Metadata-Version: 2.4
Name: ai-agents-metrics
Version: 0.2.0
Summary: CLI for tracking AI agent task metrics: token cost, retry pressure, and outcome quality.
License-Expression: Apache-2.0
Keywords: ai-agents,llm,metrics,token-cost,cost-tracking,claude-code,codex,observability,developer-productivity,retry-pressure,agent-metrics
Classifier: Development Status :: 4 - Beta
Classifier: Environment :: Console
Classifier: Intended Audience :: Developers
Classifier: Programming Language :: Python :: 3
Classifier: Programming Language :: Python :: 3.11
Classifier: Programming Language :: Python :: 3.12
Classifier: Programming Language :: Python :: 3.13
Classifier: Topic :: Software Development
Classifier: Topic :: System :: Monitoring
Classifier: Typing :: Typed
Requires-Python: >=3.11
Description-Content-Type: text/markdown
License-File: LICENSE
Provides-Extra: dev
Requires-Dist: ruff; extra == "dev"
Requires-Dist: mypy; extra == "dev"
Requires-Dist: pytest; extra == "dev"
Requires-Dist: pytest-xdist; extra == "dev"
Requires-Dist: pytest-timeout; extra == "dev"
Requires-Dist: coverage[toml]; extra == "dev"
Requires-Dist: setuptools>=82; extra == "dev"
Requires-Dist: build; extra == "dev"
Requires-Dist: bandit; extra == "dev"
Requires-Dist: radon; extra == "dev"
Requires-Dist: import-linter; extra == "dev"
Requires-Dist: pylint; extra == "dev"
Dynamic: license-file

# ai-agents-metrics

[![CI](https://github.com/sg4tech/ai-agents-metrics/actions/workflows/ci.yml/badge.svg)](https://github.com/sg4tech/ai-agents-metrics/actions/workflows/ci.yml)
[![PyPI](https://img.shields.io/pypi/v/ai-agents-metrics)](https://pypi.org/project/ai-agents-metrics/)
[![Downloads](https://img.shields.io/pypi/dm/ai-agents-metrics)](https://pypi.org/project/ai-agents-metrics/)
[![License](https://img.shields.io/pypi/l/ai-agents-metrics)](https://github.com/sg4tech/ai-agents-metrics/blob/main/LICENSE)
[![Python](https://img.shields.io/pypi/pyversions/ai-agents-metrics)](https://pypi.org/project/ai-agents-metrics/)

**Analyze your AI agent work history.

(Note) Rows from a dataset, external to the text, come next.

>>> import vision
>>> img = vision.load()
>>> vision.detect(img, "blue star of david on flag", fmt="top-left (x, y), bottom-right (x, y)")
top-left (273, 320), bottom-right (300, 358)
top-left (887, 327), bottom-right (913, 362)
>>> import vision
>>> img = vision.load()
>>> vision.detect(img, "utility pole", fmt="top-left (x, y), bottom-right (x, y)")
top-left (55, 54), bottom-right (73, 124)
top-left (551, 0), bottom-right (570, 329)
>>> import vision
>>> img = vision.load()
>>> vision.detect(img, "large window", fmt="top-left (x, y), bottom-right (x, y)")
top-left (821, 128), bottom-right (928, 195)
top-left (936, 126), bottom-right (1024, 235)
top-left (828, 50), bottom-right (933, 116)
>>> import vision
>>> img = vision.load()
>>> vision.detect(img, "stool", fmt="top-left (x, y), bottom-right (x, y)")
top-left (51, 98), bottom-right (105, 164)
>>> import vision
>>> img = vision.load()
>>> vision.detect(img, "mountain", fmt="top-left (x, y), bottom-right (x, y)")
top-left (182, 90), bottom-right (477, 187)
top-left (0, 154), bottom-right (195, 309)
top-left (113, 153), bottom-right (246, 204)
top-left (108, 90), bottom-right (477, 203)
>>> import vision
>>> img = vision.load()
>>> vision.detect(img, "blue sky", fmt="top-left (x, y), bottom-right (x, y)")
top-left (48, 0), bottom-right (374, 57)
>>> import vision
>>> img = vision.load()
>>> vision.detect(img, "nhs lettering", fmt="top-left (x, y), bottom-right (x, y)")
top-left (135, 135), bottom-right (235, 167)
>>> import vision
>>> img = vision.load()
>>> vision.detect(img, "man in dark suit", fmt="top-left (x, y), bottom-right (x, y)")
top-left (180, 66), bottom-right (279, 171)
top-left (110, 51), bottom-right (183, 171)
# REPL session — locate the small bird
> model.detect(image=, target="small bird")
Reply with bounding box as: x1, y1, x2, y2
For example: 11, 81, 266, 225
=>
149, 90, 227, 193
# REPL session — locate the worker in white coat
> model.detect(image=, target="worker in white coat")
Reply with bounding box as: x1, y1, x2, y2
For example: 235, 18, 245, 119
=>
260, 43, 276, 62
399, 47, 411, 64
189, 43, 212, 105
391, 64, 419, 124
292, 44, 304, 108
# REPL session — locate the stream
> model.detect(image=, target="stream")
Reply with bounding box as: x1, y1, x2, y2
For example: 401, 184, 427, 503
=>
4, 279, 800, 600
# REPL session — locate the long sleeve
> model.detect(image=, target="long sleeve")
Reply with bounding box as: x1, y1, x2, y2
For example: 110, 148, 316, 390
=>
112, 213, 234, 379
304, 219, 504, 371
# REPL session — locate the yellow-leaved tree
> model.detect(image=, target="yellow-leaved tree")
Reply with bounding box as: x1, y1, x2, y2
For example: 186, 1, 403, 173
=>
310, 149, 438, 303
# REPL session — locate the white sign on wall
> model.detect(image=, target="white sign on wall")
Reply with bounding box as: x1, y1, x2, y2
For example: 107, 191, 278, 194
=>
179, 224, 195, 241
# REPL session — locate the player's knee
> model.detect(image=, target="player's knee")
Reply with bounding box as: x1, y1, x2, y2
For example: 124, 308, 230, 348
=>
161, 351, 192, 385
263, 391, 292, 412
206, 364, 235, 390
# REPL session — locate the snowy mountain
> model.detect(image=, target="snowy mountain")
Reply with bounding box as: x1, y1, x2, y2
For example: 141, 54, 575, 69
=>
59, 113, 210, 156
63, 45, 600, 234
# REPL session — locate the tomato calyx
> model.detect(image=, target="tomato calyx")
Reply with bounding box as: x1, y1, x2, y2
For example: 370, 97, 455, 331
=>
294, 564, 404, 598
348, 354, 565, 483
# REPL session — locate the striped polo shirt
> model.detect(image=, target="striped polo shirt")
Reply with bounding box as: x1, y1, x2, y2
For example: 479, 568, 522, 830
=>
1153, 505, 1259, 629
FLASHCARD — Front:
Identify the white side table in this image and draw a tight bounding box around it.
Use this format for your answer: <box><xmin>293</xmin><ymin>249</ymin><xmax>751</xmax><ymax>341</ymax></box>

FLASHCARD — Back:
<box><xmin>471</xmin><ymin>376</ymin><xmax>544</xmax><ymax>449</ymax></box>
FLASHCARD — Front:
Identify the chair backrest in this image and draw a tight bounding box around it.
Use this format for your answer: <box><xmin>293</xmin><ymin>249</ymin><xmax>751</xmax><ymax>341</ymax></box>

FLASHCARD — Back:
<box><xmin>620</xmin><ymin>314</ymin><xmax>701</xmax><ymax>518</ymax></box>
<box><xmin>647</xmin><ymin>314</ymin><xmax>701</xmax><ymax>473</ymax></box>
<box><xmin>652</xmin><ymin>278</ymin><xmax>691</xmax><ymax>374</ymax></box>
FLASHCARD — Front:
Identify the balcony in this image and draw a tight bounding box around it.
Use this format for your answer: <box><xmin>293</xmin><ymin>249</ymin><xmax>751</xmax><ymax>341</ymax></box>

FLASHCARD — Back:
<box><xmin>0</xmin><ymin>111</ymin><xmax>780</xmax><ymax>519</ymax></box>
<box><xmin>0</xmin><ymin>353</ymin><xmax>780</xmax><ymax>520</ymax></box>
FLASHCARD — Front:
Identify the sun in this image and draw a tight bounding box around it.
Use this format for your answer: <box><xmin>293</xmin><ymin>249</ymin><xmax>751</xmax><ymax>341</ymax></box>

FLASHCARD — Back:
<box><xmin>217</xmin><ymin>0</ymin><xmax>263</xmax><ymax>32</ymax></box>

Track spending. Optimize your workflow.**

AI is writing more of your code. You still don't know:
- How many attempts each task actually takes
- Where the process breaks down and why
- Whether your workflow is getting faster or generating more rework

`ai-agents-metrics` extracts these signals from your existing Claude Code or Codex history — no manual setup required. Point it at your history files and see what's happening: retry pressure, token cost, session timeline. For richer tracking, add explicit goal boundaries and outcome labels on top.

---

## Why this exists

AI coding tools optimize for code generation. That is not the same as optimizing the development system around AI.

A coding agent can succeed at the individual task while the overall workflow degrades — more attempts per goal, more correction passes, more cost per shipped unit.

This project surfaces the signals that matter at the workflow level:
- how many attempts goals require,
- where retries and failures cluster,
- whether outcomes are matching the requested result,
- whether cost is trending in the right direction.

The key insight: these signals are already present in your agent history files. `ai-agents-metrics` extracts them. You do not need to set up manual tracking to get value — though you can add it for explicit goal classification and outcome labels.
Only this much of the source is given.